The story of Moonstruck Pierrot doesn’t quench our thirst, it just leaves us in a roles of silent witnesses to the tragedy impossible for us to comprehend. Is such high sensitivity a bliss or a devil’s trick? Thomas Mann in Doktor Faustus unfolds before our eyes a terrifying vision of hell where artists with subtle tastes and sharp, lofty minds are held in high esteem (“It is not so easy to get into hell, we should long have been suffering for lack of space”). Hell, in that sense, would be an incessant cycling between two extremes – eternal heat and eternal cold, a never-ending frenzied dance.

What would Pierrot see staring into the void of his own soul? How great of a torture can his existence be? Why does he fail in his attempt to escape his mercilessly determined fate when trying to wipe away a white spot of moonlight from his black coat, just like Lady Macbeth did with the blood left after the crime (“He wipes and wipes it but—can’t wipe it away! / And so he walks onward, swollen with venom. / Rubs and rubs until early in the morning— / A white spot of die bright moonlight“). Is he burdened with his identity, the inner discrepancies which force him to deny his own nature? What is that irremovable distinctiveness which makes him a secluded individual, so incapable of love, someone cold, disagreeable and secretive, troubled with unbearable inevitability of existence, loathing the life and yet clinging to it so tightly? What would we see if we opened the gates to Pierrot’s soul? Guilt perhaps, grudge, despair, or maybe anger and insatiable ambition, disillusionment with life? The fear of death in all of its forms, being a passive witness to the fleeting of every single moment: a curious stare of a child, smell of beloved’s hair, the painful tension of the dominant chord, the play of colours in Rembrandt’s canvases.

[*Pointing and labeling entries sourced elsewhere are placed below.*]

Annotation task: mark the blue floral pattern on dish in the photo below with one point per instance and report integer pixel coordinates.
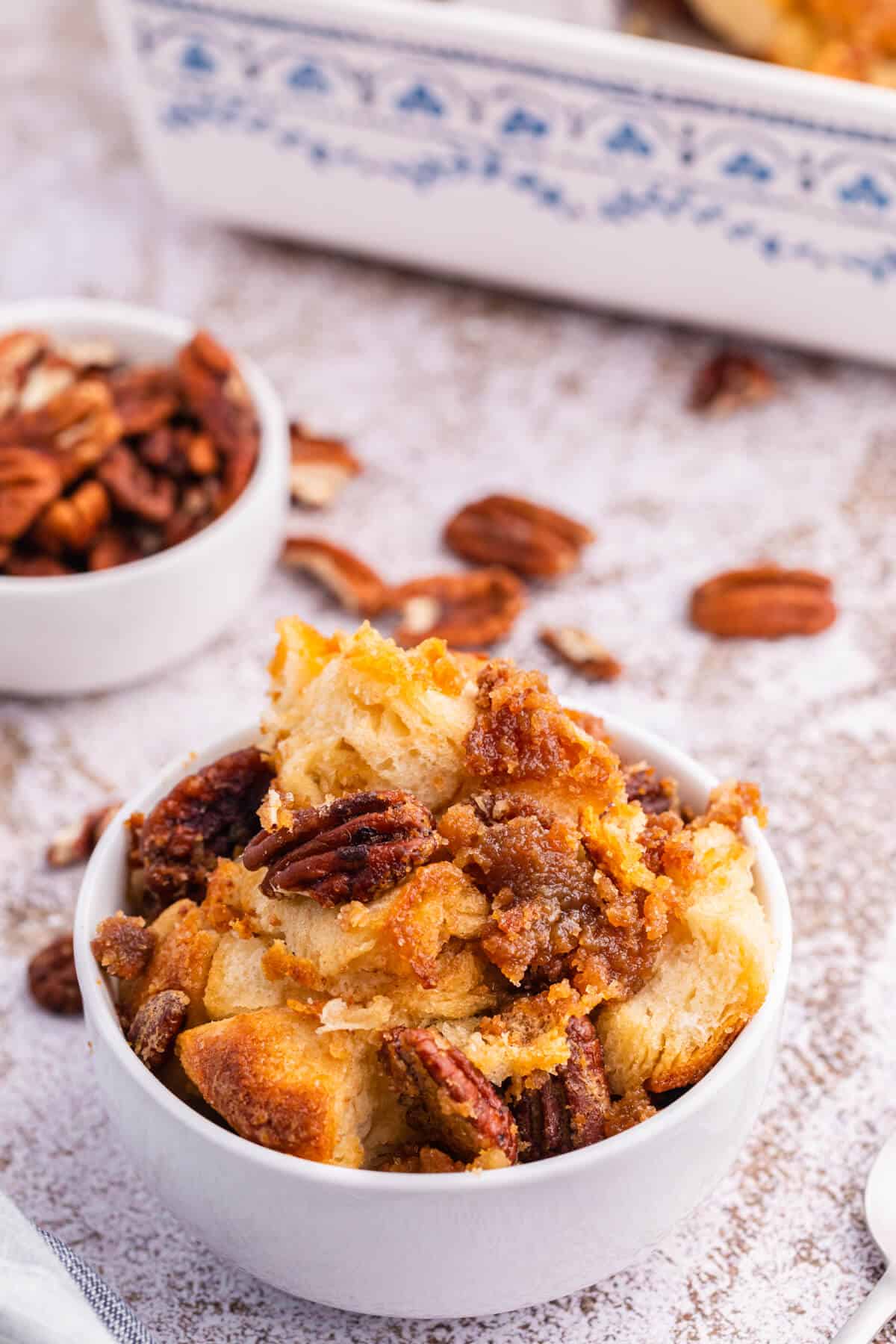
(583, 147)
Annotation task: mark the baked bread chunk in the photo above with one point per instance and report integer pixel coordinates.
(359, 712)
(709, 977)
(465, 934)
(281, 1082)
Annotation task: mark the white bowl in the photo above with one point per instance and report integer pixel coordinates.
(455, 1245)
(89, 632)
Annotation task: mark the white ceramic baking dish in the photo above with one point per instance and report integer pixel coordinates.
(593, 166)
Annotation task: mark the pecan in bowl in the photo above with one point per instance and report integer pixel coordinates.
(119, 443)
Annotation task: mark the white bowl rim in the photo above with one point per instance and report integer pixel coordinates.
(114, 317)
(104, 1018)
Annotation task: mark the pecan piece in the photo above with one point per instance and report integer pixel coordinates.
(320, 468)
(582, 652)
(144, 398)
(351, 581)
(134, 488)
(156, 1024)
(520, 535)
(217, 394)
(763, 604)
(122, 945)
(449, 1098)
(347, 850)
(28, 482)
(207, 816)
(77, 841)
(73, 523)
(556, 1113)
(729, 382)
(467, 611)
(53, 980)
(655, 794)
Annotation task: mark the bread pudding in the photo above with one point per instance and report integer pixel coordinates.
(433, 922)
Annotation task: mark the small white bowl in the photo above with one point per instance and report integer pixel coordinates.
(455, 1245)
(90, 632)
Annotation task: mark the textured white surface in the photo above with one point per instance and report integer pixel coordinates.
(447, 393)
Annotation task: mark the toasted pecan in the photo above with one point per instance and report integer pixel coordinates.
(449, 1100)
(765, 603)
(320, 468)
(207, 816)
(519, 535)
(582, 652)
(344, 576)
(347, 850)
(467, 611)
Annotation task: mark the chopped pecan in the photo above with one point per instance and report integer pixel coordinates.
(320, 468)
(53, 980)
(28, 482)
(465, 611)
(218, 396)
(73, 523)
(729, 382)
(156, 1024)
(77, 841)
(556, 1113)
(134, 488)
(351, 581)
(629, 1110)
(122, 945)
(448, 1098)
(519, 535)
(207, 816)
(347, 850)
(763, 604)
(146, 398)
(655, 794)
(111, 547)
(582, 652)
(34, 566)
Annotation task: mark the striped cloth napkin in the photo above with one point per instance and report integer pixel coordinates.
(49, 1296)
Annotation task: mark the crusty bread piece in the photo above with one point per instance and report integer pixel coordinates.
(184, 948)
(413, 945)
(281, 1082)
(358, 712)
(709, 979)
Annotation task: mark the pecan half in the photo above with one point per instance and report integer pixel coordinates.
(347, 850)
(556, 1113)
(520, 535)
(217, 394)
(467, 611)
(146, 398)
(28, 482)
(655, 794)
(763, 604)
(582, 652)
(207, 816)
(77, 841)
(53, 980)
(320, 468)
(156, 1024)
(73, 523)
(729, 382)
(134, 488)
(348, 579)
(122, 945)
(448, 1098)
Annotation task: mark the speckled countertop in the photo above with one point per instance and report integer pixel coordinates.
(448, 391)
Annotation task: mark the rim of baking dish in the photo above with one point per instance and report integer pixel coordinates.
(119, 320)
(682, 1110)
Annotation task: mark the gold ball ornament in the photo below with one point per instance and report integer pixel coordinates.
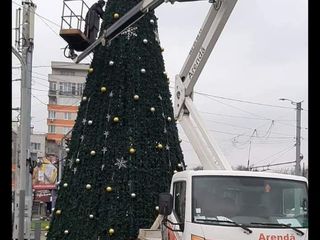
(116, 15)
(111, 231)
(160, 146)
(103, 89)
(132, 150)
(116, 119)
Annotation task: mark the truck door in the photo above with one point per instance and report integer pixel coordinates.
(179, 206)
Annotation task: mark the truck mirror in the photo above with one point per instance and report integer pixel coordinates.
(165, 203)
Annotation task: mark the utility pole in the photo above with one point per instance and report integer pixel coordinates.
(23, 203)
(298, 138)
(299, 157)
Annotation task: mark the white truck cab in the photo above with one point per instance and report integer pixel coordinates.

The only people that fear these are those who can’t stand the pain of passing, who experience the beauty of these moments with all their essence, unable to accept the instability of matter and its constant flow. One may negate the nature of reality with all her heart, rebel against it, scoff at its inexplicable brutality that touches the innermost core, and act as if it doesn’t concern her, go into denial – slip into illusions that our mind is a master of – irony, mockery, apathy and any kind of self-harm. At the bottom of Pandora’s box there is, however, a feeling of existential lacking which cannot be compared to anything, this infinite unfillable emptiness, a biologically-determined instinct – eternal drive to satisfy one’s needs, a black hole devouring life matter that multiplies until it finally eats itself up. This endless void, this fragmentation into billions of pieces, this land of the numbness, of expressionlessness, a bottomless abyss – maybe that’s the proper account of torments Pierrot went through and from which he ran away into the place of insanity and delusion?

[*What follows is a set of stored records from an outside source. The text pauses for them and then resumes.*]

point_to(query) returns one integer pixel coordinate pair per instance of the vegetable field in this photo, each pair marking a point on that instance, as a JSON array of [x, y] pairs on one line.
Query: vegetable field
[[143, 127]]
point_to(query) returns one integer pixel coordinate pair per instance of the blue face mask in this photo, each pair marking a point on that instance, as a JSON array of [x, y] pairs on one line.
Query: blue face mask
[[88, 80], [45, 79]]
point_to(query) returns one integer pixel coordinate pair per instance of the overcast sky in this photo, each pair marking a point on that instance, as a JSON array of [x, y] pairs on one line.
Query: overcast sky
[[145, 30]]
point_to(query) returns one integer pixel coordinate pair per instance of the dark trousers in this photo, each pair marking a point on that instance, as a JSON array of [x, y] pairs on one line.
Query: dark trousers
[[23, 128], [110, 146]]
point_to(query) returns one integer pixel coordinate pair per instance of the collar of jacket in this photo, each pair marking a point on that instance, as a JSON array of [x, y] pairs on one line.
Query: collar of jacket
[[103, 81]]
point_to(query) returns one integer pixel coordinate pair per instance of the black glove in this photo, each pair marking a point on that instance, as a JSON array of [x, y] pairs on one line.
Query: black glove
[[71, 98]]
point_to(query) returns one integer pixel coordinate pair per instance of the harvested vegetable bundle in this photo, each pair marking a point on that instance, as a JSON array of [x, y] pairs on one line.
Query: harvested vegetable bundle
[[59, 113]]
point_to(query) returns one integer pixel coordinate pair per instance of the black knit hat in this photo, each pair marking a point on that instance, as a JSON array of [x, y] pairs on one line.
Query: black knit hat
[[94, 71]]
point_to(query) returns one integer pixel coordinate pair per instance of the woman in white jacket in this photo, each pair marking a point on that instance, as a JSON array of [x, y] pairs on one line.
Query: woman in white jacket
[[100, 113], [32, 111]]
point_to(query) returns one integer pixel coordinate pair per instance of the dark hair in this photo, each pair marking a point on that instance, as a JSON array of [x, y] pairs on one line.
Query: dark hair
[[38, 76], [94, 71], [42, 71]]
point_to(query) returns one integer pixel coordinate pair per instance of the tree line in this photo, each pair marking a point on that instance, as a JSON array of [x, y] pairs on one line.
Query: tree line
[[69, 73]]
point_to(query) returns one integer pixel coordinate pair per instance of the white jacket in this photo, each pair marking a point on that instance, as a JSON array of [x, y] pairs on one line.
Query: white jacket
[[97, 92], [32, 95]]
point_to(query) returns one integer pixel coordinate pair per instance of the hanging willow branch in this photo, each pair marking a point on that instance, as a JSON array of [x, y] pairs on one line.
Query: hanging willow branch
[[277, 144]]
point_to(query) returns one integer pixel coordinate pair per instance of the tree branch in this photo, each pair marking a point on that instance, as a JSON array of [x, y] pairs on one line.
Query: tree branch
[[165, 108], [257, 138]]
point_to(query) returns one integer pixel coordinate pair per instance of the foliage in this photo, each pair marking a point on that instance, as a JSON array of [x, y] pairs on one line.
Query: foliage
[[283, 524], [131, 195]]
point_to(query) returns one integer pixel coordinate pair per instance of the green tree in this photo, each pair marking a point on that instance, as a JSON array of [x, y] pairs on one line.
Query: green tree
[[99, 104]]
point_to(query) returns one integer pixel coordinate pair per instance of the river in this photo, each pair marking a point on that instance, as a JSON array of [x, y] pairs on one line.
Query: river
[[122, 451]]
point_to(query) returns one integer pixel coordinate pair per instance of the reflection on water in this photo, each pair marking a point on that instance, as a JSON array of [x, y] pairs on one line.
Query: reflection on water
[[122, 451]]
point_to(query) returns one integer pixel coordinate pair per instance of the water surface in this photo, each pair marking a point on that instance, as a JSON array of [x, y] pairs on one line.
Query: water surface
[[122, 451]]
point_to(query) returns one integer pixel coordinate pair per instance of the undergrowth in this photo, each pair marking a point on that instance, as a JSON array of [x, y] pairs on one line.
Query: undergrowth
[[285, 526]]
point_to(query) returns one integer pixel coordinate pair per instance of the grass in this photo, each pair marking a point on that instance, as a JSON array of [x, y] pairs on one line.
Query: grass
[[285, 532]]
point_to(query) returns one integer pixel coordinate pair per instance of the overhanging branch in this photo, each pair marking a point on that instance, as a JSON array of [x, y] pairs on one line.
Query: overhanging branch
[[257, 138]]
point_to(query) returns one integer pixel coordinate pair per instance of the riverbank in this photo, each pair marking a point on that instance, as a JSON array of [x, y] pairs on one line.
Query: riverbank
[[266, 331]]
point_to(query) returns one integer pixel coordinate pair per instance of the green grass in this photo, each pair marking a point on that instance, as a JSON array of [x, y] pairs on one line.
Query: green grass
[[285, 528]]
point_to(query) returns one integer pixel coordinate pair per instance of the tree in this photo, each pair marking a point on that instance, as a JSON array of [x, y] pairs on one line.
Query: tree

“The eternal silence of these infinite spaces frightens me…” – Pascal wrote. So it’s not only Pierrot who had felt this anxiety. One can protect herself from madness only through soothing warmth of faith and hope that the world is not a barbaric machine determined for self-annihilation driven by egoism fuelling it. Pascal comforts us: “[this] infinite abyss can only be filled by an infinite and immutable object, that is to say, only by God Himself”. Nonetheless you have to strive for this grace unremittingly, redemption requires great courage and eagerness to confront one’s own sense of emptiness, your inner chaos, bondage and fall (“How to ask the void about its voidness (I WILL ANSWER ANYTHING, / BUT YOU WON’T HEAR A WORD)” – Stanisław Barańczak).

And so it seems that Schopenhauer, with his completely pessimistic overlook on the human condition, was right: art brings relief in suffering, it helps to transform it to something incomparably bigger than us, it extends the perspective focused on physicality by the divinity of human experience.

If only Moonstruck Pierrot could hear us from the depths of his helplessness, then maybe we could console him singing “until earth goes on, until it is that way or the other…” we still can be redeemed.